Les débuts de l’épidémie du VIH et la mobilisation communautaire
« Quand plus aucun chemin ne mène dans la bonne direction, seuls ceux qui oseront passer ailleurs pourront créer un nouveau chemin pour eux et pour ceux qui suivront. » — Pensées du désert
La Corporation Félix Hubert d’Hérelle est un organisme sans but lucratif créé en 1989 pour répondre aux besoins d’hébergement des personnes vivant avec le VIH/sida.
En effet, au début des années 80, la plupart des régions du monde se retrouvent devant un nouveau défi à surmonter pour la santé individuelle et collective: le sida (Syndrome de l’Immunodéficience Acquise). Les chercheurs et les intervenants de la santé mettent tout en œuvre pour prévenir et combattre l’épidémie causée par le VIH (Virus de l’Immunodéficience Humaine).
Au Québec, des groupes se sont formés, d’une part afin d’éduquer la population quant à l’importance d’adopter des comportements préventifs, et, d’autre part, pour soutenir et aider les personnes vivant avec le VIH. La tâche n’est pas mince, et l’action entreprise par ces différents organismes touche simultanément différents volets : l’information, la responsabilisation, l’entraide, la lutte contre la discrimination, l’élaboration de réseaux de prise en charge et de soutien, le logement, etc.

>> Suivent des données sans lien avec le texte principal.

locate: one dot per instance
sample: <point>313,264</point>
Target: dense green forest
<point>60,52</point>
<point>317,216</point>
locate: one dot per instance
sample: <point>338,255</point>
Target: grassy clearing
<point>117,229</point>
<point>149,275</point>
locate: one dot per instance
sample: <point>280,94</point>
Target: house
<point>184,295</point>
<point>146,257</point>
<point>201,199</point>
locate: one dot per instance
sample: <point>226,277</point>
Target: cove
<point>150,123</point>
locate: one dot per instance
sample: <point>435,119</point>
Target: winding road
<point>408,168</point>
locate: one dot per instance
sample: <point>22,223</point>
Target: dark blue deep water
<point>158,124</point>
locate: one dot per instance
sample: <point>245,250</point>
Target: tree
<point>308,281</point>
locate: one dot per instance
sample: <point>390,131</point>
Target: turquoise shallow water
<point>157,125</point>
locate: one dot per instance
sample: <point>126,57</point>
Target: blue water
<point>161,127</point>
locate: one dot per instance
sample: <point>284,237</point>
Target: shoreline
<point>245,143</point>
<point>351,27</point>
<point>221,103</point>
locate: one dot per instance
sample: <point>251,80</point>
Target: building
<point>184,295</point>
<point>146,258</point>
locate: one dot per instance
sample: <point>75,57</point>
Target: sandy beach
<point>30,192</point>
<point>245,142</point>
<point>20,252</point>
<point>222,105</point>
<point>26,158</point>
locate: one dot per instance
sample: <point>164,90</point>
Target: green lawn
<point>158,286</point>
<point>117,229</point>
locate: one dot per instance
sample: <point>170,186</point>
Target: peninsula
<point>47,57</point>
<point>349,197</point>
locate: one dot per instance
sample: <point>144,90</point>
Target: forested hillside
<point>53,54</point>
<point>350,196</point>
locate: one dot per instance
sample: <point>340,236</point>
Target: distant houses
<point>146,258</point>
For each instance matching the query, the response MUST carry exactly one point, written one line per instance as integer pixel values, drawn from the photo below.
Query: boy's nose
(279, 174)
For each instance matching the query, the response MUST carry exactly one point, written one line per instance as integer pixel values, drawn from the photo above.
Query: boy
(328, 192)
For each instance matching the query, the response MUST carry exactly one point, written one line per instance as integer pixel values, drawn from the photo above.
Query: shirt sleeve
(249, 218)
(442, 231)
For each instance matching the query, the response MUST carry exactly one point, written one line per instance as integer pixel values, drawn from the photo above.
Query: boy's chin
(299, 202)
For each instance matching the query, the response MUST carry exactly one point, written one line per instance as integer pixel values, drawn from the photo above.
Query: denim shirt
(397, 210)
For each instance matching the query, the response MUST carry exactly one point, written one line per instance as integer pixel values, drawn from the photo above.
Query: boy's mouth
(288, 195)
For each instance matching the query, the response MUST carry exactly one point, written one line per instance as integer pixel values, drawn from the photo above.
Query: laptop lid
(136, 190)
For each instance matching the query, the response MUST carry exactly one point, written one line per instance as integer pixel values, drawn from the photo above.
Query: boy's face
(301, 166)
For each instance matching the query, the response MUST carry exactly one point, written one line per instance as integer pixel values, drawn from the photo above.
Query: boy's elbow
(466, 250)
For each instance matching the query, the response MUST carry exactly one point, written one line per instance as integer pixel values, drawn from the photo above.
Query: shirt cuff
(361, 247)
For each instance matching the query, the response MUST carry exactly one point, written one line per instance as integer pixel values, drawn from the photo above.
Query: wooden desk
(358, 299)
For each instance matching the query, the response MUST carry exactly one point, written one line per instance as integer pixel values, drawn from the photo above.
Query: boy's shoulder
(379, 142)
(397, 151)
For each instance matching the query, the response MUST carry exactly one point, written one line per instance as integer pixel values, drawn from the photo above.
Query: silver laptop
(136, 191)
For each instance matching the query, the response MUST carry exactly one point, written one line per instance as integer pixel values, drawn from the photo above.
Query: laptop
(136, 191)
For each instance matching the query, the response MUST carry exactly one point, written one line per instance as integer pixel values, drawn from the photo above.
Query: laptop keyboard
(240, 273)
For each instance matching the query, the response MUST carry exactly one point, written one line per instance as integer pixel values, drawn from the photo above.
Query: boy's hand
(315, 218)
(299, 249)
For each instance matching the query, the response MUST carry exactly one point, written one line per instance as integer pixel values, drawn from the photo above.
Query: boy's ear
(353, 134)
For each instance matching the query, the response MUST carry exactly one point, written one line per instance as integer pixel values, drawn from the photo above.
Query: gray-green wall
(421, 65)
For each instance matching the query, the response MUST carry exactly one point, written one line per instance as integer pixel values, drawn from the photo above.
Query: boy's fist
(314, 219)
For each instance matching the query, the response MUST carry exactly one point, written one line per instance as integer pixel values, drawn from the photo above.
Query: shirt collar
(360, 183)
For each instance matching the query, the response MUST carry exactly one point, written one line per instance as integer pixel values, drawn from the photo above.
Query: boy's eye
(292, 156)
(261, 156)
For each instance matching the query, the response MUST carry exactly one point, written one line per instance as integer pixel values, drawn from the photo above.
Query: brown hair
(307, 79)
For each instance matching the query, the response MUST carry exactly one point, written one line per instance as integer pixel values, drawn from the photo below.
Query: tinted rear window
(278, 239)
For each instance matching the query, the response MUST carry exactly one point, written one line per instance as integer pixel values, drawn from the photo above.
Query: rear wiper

Souhaitant répondre à un besoin de plus en plus urgent dans la région de Montréal au niveau de l’hébergement pour les personnes vivant avec le VIH/sida, le Ministère de la Santé et des Services Sociaux, la Ville de Montréal et Centraide lancent en février 1988 un appel d’offre dans les journaux pour créer un projet-pilote de maison d’hébergement dédiée aux personnes vivant avec le VIH/sida en perte d’autonomie. Cinq groupes intéressés par la problématique présentent des projets en prévision de la création de cette ressource résidentielle.
Deux d’entre eux, le CSAM (Comité Sida Aide Montréal) et la Salamandre, sont invités à présenter un projet commun. Celui-ci est approuvé en septembre 1988 et prendra le nom de La Corporation Félix Hubert d’Hérelle. La préparation et la réalisation de ce projet sont dues à un travail d’équipe auquel ont collaboré plusieurs personnes vivant avec le VIH/sida, ainsi que des personnes et des organismes déjà engagés dans la lutte contre le sida.
La première réalisation de la Corporation est l’ouverture de la Maison d’Hérelle. Le caractère démonstratif associé à ce projet expérimental illustre une volonté de souplesse, d’adaptation et de développement de la part des partenaires dans les réponses aux besoins en hébergement des personnes atteintes. La Corporation d’Hérelle pourra ainsi devenir une source d’enseignement et de soutien dans l’ouverture d’autres ressources d’hébergement adaptées aux besoins des personnes vivant avec le VIH/sida.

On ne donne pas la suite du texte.